Flash Briefing: Hefty price on SAA; SA vaccine delay worries; banking sector gloom; Land Bank failing

By Melani Nathan 

  • There have been many revival plans for SAA. The government recently announced that it may sell shares in SAA once the carrier has been resuscitated. Now insiders have revealed that government wants to sell a stake in it for an amount of upwards of R6bn. The bankrupt carrier has been grounded since March when the country went into lockdown. Although Ethiopian Airlines has said it would consider a deal for SAA, its Chief Executive Officer has made it clear he’s not interested in investing capital, says Bloomberg.
  • With news that the Pfizer BioNTech Covid-19 vaccine has been approved for use in the UK, the race to procure vaccine deals is heating up. The two front-running vaccines from Pfizer and Moderna both use messenger RNA technology. This requires expensive cold chain technology to be distributed. Developing nations like South Africa are already on the back foot .“What worries me about government is the clear lack of communication,” says Francois Venter, a professor of medicine at the University of the Witwatersrand in Johannesburg and a former member of the ministerial advisory council on the virus. “We’re all sitting here terrified, not knowing if we get the vaccine.
  • The South African banking sector has little reason to be cheerful this holiday season. Banks have seen falling revenue and rising costs. All four of the largest banks in the country have warned that profit will plunge. Some provinces are seeing a spike in Covid-19 infections, prompting speculation that the country could return to a stricter lockdown. Absa Group Chief Executive Officer Daniel Mminele is seeing “risk everywhere” even though its earnings, like Standard Bank’s, have benefited from faster growing markets on the rest of the continent. Many governments still have fiscal and debt challenges to navigate, he said. “It is too early to call whether we have got this behind us.”

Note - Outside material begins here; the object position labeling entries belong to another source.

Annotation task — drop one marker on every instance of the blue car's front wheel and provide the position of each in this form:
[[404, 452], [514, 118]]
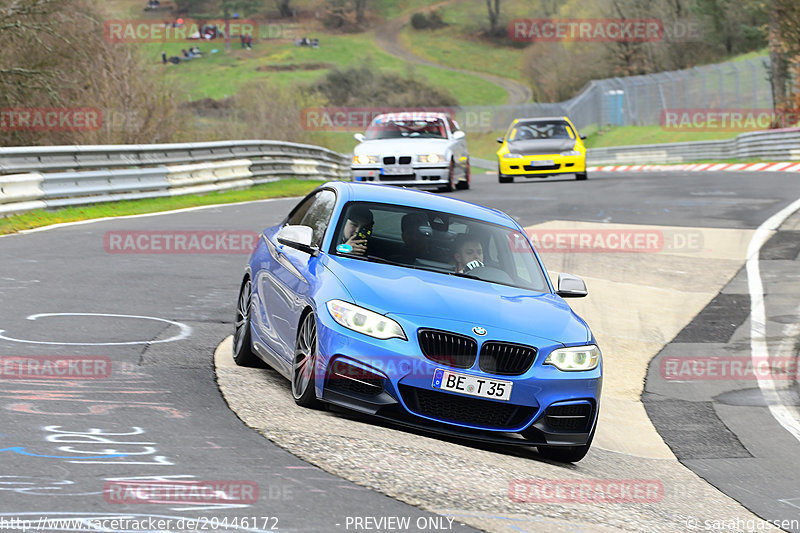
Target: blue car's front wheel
[[305, 362], [242, 350]]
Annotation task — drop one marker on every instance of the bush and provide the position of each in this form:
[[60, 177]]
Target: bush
[[431, 21], [363, 86]]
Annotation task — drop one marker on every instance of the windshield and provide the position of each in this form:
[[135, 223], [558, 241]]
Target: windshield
[[415, 128], [556, 129], [438, 242]]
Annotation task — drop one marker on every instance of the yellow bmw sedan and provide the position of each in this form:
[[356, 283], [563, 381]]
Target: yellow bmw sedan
[[541, 147]]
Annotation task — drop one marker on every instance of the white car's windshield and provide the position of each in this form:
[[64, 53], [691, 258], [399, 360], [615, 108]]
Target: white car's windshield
[[431, 128], [439, 242]]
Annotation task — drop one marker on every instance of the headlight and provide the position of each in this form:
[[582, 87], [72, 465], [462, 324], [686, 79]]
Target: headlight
[[365, 159], [365, 321], [575, 358]]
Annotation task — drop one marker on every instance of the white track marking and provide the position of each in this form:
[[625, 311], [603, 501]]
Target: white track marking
[[759, 351], [185, 330], [142, 215]]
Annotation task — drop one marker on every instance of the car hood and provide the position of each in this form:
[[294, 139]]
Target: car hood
[[402, 146], [399, 291], [541, 146]]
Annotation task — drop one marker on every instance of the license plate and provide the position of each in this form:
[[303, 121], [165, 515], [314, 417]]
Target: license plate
[[394, 171], [472, 385]]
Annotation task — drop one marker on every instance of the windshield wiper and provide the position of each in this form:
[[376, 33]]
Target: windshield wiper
[[465, 275], [383, 260]]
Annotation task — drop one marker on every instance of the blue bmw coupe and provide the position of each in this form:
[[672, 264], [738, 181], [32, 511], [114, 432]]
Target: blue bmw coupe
[[425, 310]]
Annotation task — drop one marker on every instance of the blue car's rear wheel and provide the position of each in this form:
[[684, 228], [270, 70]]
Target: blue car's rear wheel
[[305, 362], [242, 350]]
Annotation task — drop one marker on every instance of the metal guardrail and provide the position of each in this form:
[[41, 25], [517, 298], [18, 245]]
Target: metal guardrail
[[34, 177], [771, 145], [775, 145]]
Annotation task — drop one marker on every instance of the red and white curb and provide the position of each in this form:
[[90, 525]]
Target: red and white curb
[[783, 166]]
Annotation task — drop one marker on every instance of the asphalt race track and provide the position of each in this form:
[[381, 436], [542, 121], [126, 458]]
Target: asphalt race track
[[157, 320]]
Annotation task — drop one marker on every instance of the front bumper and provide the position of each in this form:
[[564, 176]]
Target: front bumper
[[542, 165], [418, 176], [392, 380]]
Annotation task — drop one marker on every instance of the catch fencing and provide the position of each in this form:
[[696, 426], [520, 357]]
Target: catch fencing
[[34, 177], [643, 100]]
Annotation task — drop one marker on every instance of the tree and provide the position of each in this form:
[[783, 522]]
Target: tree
[[284, 8], [494, 15], [360, 7]]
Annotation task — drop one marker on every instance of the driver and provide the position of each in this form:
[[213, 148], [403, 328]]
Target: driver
[[468, 253], [356, 229]]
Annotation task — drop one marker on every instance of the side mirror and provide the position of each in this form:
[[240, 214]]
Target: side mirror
[[297, 237], [570, 286]]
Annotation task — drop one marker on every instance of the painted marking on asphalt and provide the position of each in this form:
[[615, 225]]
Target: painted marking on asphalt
[[759, 351], [185, 330]]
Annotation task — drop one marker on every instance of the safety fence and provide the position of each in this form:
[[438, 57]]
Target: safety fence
[[770, 145], [34, 177]]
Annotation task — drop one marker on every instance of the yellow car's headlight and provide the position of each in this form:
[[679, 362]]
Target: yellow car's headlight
[[365, 159], [432, 158], [575, 358]]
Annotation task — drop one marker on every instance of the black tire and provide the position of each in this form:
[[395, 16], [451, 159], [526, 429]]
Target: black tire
[[464, 185], [451, 177], [566, 454], [242, 346], [305, 362]]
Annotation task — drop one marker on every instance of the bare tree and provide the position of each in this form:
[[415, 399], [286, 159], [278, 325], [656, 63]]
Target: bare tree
[[494, 15], [360, 7], [284, 8]]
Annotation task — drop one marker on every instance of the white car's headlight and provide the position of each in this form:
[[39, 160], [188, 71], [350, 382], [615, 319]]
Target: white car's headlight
[[365, 159], [575, 358], [365, 321], [432, 158]]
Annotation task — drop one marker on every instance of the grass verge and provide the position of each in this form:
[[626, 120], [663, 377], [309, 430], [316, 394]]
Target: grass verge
[[44, 217]]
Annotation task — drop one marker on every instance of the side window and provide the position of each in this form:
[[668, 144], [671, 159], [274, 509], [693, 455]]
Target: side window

  • South Africa’s National Treasury and the state-owned Land and Agricultural Development Bank have been criticised for delays in negotiating a rescue package for the stricken lender, leaving creditors in the dark as debt repayments loom. Asset managers and other lenders are yet to receive a response to their queries about financial covenants and the mechanism of a new bond program that will be 60% backed by the government. The state-owned bank missed a repayment in April that triggered a cross-default event under its R50bn rand bond program. The partial guarantee means that about R16bn of the Land Bank’s R41bn of debt is not guaranteed. The bank, which owns almost 30% of loans to South African farmers, said last month that it can’t take on new clients or meet half the needs of existing customers until it gets another government bailout to keep operating.